John’s poems have received an AWP Intro Journals award, the Ellipses Prize, a New Voices Award, a Balticon Science Fiction Award, and awards from Kansas Voices, among others – and  appear in a surprising variety of journals and anthologies (from Slipstream to The Mennonite, for example).  He has published several chapbooks with B.G.S., Hard Knocks, and Basilisk presses, and his first full-length collection, Rebekah Orders Lasagna, has just appeared from Woodley Press.

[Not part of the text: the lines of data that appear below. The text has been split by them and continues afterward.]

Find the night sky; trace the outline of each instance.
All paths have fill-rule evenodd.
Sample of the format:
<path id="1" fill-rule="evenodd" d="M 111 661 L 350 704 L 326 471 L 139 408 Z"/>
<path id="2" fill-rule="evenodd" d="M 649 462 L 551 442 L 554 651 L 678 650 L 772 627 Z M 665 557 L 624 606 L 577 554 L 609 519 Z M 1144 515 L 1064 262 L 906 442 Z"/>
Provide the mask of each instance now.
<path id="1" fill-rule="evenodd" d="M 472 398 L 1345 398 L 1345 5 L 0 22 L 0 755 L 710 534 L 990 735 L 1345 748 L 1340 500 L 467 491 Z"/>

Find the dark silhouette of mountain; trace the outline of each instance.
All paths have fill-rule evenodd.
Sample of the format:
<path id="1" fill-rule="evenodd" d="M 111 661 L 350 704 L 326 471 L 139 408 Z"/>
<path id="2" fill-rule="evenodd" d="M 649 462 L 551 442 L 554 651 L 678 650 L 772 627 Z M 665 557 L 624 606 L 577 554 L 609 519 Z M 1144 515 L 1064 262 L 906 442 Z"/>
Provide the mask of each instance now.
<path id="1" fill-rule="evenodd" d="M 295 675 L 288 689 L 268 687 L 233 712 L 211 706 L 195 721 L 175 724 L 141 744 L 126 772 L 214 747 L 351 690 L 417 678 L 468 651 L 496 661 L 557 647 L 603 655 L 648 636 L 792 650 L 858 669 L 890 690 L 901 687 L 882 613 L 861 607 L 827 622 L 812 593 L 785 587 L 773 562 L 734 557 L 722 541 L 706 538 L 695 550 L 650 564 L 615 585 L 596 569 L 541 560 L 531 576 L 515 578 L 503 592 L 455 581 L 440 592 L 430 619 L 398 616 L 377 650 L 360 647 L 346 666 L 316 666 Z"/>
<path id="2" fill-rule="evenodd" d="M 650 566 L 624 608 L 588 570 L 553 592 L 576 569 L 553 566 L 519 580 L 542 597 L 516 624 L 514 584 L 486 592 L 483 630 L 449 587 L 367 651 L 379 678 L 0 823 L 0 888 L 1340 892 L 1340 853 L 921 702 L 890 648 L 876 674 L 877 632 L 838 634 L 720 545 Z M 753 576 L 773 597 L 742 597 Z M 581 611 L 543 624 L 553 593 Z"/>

John teaches literature and writing at Butler Community College in Kansas, where he advises the Chess Society and directs the Oil Hill Reading Series.  John spends his spare time balancing four children, his fiction-writing beautiful genius wife Catherine (who writes as Catherine Dryden), two cats and a dog – and has taken up song-writing.


 



Barns

 

The gambrel-lofted barns, worn siding painted in trade

for advertising (Chew Mail Pouch Tobacco fades

like the veteran who brushed it), fall to their knees

in axles and bundled wire, pigweed’s graying

spikes, and bow their hay-points toward autumn dirt.

 

They haven’t a prayer.  The new kids on the site

sport galvanized steel sides, corrugate sunlight

as it wiggles its hips across the winter wheat sprouts

west of Garfield.  Impervious to drought

or flood, the ravening of weather’s appetite,

 

they stud the tilled and irrigated prairie

fly-specked with huddled little towns where weary

farmers bunch around the Co-op to plan

late fall’s erections.  City-boys truck the new barns

in, drop them disassembled in the chaff.

 

But, all barns chew the same cud: honed tools,

new leather, feed sacks—and purge their bowels

of cogwheels, blunt hoes, old spurs’ rusty rowels.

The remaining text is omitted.